しかし、どこかで確かな現実が絡みついているような気がしてならなかった。
科学は一部を解き明かすことには成功したが、それでもすべてを説明しきれてはいない。
人間は自然を支配できると考えることが傲慢なのかもしれない。
村人たちは、長い年月にわたって「神の怒り」や「呪い」として恐れてきた現象が、実は自然の複雑な仕組みの一部に過ぎないことを理解しつつある。

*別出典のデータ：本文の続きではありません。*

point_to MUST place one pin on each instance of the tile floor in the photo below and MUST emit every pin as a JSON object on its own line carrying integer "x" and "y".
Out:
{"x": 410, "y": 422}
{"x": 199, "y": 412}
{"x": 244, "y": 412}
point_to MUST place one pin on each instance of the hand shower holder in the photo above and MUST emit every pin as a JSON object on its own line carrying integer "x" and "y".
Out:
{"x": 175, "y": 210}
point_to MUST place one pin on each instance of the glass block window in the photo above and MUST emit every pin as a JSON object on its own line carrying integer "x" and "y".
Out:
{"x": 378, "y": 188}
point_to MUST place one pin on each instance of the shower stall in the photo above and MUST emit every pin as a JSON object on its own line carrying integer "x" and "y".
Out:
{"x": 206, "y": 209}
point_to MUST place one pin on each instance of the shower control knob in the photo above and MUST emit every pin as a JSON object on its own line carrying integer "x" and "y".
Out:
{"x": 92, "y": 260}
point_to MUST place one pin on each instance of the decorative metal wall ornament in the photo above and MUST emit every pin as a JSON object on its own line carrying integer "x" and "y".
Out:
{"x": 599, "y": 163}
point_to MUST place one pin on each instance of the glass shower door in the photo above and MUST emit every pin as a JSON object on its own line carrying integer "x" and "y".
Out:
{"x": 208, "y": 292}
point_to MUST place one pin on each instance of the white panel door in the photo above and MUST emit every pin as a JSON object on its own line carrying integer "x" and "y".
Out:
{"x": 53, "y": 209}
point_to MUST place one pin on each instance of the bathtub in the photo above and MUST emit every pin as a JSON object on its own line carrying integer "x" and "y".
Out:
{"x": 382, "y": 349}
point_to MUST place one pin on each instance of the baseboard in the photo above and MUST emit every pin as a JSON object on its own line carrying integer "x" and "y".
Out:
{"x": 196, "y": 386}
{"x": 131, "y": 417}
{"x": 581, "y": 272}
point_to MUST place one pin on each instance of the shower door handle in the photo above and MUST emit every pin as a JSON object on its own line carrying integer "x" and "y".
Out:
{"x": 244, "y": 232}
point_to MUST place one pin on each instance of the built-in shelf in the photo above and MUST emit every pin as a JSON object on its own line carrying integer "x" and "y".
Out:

しかし、それでもなお、彼らの恐怖は消え去ることはなかった。
その夜、漁師が海岸を歩いていたときのことだ。
強い東風が吹き荒れる中で、突然、耳を疑うようなささやき声を聞いたという。
人間の声ではない。
その声は風とともに消えたが、漁師は確かにそれを聞いたと言う。
「あれは一体何だったんだろう?」と語る漁師。
しかし、その答えを知る者は誰もいない。
あれが一体何だったのかは、永遠にわからぬままだろう。
次にクロバエの風や東風が吹いたとき、人々はどうすべきなのだろう。
今となっては、それを知る方法は誰にもわからない。
私たちは、ただ自然の力に対して謙虚に、尊敬の念を抱くしかないのかもしれない。
どれだけ科学が進んでも、自然のすべてを理解することは決してできないのだろう。